La fameuse fierté algérienne n’exige-t-elle pas, pour être réellement méritée, qu’une minorité (oui, une simple minorité, mais bien formée et fermement résolue, comme ce fut le cas des langues européennes) de l’«élite» intellectuelle nationale se mette à réfléchir sur l’émancipation de l’idiome arabe algérien en une langue de culture et de science ? N’est-ce pas ainsi que cet idiome connaîtra son indépendance et son affirmation nationales ? On dispose de l’exemple significatif : le groupe des six qui, un 1er Novembre 1954, déclencha la lutte pour l’indépendance du pays, et cela malgré le scepticisme ou l’hostilité de la majorité de l’élite nationale, francophone et arabophone, qui accusa ce groupe d’«aventurisme».

Certes, la minorité qui décidera d’agir pour la promotion de la langue arabe parlée sera victime d’un ostracisme total et d’une hostilité féroce de la part des privilégiés [4] : ils verraient menacés leurs intérêts particuliers de caste.

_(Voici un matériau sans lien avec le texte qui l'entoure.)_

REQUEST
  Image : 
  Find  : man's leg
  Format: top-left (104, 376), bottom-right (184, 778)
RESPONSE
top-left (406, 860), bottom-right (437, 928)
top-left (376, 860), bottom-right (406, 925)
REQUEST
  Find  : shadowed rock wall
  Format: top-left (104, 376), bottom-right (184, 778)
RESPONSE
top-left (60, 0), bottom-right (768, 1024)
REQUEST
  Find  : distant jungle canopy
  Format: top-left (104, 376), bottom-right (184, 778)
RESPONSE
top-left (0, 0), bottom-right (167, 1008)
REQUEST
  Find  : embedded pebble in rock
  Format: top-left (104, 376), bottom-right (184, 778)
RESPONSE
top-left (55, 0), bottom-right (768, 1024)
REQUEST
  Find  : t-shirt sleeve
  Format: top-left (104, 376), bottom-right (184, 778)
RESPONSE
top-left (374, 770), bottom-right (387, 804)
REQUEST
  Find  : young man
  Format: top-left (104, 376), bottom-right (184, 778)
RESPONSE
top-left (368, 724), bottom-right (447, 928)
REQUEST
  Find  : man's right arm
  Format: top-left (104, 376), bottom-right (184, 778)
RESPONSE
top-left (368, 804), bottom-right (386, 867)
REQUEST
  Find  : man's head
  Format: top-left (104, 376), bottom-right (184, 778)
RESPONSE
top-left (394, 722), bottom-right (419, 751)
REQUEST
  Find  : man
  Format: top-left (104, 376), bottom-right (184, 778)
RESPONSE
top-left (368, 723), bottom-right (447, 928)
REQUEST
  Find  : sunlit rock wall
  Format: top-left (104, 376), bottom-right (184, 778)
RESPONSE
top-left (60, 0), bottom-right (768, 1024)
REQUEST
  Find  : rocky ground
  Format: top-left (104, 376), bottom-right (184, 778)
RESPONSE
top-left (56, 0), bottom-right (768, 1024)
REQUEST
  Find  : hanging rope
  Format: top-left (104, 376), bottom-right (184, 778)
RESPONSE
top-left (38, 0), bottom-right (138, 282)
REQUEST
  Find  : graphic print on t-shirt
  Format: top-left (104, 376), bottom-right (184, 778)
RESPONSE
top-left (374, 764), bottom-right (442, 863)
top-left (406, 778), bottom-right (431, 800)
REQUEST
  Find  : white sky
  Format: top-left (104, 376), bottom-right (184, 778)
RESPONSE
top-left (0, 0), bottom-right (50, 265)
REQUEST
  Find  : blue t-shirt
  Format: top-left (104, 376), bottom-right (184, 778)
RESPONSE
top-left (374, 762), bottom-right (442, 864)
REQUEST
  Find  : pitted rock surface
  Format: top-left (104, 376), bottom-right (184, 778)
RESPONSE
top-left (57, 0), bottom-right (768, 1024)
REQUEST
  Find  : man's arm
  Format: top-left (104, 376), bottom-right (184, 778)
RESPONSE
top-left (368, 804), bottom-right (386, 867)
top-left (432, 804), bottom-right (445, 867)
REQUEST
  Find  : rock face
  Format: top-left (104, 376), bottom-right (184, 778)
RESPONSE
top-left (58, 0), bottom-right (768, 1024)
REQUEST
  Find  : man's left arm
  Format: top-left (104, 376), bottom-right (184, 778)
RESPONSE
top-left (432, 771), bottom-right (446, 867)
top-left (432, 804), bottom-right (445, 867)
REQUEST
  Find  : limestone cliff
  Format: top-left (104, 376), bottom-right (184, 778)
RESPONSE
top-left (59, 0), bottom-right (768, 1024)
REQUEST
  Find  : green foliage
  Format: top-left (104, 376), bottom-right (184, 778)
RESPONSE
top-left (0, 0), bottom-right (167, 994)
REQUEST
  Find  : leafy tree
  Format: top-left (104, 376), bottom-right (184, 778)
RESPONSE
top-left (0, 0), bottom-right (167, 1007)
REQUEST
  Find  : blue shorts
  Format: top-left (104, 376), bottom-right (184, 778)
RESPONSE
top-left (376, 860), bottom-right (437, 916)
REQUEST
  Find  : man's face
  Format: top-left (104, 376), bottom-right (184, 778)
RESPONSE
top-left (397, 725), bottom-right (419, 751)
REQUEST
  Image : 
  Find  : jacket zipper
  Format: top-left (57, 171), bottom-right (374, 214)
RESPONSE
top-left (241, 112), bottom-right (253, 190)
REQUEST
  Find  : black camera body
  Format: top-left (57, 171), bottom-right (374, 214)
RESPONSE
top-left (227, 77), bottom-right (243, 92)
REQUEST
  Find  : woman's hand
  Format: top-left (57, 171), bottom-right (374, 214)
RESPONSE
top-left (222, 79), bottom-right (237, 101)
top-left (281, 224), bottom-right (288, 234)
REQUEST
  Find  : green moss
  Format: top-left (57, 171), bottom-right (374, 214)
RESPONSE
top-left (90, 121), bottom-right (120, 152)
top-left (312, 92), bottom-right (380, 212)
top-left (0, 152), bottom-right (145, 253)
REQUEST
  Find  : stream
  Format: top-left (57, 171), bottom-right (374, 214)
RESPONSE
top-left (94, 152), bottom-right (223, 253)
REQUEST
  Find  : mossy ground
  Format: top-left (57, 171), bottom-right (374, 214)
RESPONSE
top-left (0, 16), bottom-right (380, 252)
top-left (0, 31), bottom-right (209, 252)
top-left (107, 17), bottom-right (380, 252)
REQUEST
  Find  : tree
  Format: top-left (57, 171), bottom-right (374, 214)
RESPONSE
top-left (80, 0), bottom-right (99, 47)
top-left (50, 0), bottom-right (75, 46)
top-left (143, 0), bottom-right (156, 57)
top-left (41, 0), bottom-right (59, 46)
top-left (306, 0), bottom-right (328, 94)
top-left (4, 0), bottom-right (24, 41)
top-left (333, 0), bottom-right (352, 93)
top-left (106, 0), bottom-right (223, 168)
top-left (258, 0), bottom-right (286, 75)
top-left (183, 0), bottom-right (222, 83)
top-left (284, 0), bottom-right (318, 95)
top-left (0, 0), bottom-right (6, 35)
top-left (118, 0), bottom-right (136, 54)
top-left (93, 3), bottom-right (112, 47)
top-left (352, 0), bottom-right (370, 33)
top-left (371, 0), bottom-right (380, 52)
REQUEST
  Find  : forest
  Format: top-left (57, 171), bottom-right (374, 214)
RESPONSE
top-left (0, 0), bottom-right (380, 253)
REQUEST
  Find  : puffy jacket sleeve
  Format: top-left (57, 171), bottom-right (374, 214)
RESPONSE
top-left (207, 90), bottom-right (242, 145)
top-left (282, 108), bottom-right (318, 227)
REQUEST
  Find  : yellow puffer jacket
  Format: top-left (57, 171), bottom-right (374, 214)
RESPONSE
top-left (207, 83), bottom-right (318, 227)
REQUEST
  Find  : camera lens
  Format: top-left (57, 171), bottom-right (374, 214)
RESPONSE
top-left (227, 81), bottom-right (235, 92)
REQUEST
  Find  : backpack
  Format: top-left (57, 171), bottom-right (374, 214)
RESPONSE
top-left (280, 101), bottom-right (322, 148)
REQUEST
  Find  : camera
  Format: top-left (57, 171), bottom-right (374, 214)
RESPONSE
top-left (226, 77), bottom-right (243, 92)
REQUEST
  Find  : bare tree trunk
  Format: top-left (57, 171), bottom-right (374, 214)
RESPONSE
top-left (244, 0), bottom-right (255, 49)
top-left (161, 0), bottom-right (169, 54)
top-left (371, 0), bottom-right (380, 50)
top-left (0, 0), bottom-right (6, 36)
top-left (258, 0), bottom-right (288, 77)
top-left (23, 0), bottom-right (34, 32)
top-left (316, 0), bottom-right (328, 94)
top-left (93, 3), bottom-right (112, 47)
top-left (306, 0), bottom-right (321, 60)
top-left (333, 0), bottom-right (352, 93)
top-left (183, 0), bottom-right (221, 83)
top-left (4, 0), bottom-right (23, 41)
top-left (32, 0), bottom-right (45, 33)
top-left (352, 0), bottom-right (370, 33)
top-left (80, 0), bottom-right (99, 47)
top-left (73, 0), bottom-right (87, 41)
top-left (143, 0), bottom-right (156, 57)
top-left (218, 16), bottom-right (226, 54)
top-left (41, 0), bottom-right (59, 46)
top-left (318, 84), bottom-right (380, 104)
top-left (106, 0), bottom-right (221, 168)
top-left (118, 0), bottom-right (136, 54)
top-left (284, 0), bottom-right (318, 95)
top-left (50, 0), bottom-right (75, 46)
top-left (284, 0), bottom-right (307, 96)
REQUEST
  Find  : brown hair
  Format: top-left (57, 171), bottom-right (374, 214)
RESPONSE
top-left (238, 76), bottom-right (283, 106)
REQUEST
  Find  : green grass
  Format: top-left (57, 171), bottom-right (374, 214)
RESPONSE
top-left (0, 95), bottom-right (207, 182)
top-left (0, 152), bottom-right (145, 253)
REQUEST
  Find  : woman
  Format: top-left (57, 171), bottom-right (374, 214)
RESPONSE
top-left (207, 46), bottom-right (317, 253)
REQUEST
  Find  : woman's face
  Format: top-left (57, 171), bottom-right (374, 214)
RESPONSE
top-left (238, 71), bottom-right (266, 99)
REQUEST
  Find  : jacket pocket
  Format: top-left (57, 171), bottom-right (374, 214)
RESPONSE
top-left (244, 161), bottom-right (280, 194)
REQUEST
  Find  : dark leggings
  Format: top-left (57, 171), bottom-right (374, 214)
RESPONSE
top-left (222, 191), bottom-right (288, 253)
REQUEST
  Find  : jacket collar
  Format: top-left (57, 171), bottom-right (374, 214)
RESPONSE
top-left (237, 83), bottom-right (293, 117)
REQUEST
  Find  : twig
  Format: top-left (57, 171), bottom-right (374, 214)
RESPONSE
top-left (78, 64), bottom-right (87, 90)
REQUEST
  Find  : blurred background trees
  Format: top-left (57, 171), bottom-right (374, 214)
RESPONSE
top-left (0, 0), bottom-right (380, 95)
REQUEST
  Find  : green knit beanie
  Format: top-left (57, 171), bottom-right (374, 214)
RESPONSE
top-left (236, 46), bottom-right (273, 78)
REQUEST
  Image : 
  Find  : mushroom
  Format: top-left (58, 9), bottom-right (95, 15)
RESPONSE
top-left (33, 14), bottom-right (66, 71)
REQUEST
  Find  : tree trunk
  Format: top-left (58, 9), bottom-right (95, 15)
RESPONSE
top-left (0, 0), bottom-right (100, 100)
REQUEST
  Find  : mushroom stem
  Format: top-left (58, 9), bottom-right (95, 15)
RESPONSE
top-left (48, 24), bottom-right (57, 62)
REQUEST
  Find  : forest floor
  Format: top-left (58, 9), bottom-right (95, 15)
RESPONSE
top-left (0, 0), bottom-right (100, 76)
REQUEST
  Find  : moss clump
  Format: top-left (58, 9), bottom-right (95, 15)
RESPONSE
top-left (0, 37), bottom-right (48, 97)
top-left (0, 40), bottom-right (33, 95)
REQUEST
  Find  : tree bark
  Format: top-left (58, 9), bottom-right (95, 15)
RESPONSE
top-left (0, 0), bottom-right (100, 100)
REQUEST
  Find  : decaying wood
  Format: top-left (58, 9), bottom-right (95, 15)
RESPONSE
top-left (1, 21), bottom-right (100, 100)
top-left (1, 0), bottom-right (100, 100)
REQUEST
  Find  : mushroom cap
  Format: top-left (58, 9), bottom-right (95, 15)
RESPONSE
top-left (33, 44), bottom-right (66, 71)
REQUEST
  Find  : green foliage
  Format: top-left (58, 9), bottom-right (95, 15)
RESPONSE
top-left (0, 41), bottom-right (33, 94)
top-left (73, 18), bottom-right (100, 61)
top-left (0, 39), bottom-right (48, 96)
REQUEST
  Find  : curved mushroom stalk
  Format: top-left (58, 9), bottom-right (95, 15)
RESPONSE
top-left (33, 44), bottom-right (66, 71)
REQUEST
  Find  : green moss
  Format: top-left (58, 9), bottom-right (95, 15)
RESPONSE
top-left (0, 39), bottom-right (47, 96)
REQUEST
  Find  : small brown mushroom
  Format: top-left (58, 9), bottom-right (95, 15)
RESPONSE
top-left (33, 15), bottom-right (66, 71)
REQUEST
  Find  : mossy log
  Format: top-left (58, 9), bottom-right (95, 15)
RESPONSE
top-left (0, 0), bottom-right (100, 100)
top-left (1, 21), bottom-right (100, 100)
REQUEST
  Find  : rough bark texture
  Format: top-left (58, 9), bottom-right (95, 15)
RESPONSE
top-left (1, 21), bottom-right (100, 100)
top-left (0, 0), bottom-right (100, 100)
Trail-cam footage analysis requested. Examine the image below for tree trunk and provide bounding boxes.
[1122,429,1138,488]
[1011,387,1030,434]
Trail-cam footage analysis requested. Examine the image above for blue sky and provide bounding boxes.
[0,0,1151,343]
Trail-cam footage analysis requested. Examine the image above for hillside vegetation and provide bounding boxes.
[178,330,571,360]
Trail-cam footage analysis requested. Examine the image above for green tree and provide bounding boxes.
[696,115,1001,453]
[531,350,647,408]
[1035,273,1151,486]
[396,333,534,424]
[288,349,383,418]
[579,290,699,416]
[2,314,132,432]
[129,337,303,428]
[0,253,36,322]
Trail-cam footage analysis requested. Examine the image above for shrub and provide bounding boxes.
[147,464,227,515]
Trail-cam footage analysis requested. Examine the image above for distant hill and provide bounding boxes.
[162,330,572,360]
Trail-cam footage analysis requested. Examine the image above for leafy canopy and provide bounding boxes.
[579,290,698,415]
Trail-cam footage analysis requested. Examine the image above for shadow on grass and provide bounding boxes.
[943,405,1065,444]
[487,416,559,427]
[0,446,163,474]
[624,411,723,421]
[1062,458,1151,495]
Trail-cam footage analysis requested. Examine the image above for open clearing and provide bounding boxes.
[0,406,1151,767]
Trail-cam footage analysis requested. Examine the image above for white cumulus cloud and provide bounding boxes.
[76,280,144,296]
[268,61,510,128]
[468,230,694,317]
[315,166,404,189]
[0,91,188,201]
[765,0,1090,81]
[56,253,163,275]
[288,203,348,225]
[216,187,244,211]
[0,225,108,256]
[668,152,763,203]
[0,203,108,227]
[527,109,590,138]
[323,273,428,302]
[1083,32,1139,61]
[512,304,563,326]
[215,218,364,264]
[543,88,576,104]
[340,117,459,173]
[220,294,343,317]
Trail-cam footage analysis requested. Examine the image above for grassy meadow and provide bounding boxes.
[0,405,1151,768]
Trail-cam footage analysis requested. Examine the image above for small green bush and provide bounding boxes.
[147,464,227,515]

Ils évoquent la question linguistique pour cacher, en réalité, la situation matérielle qu’elle leur offre. Ce fait ne prouverait-il pas que le problème linguistique est d’abord et avant tout une question de statut social ?

Pour savoir où aller, il faut savoir d’où l’on vient.

K. N.

[1] A de très rares exceptions près. A ce sujet, consulter les IA chinoise DeepSeek et états-unienne GPT.

[2] Voir note 1.

[3] Editions Electrons Libres, 2018, librement disponible en PDF ici : https://www.kadour-naimi.com/f_sociologie_ecrits_langues_populaires.html Depuis sa parution, cet essai est invisibilisé, ignoré, malgré plusieurs articles publiés pour le signaler.

[4] La proposition d’introduction de la langue arabe parlée à l’école primaire par une ex-ministre de l’Education nationale fut rejetée par une certaine opposition.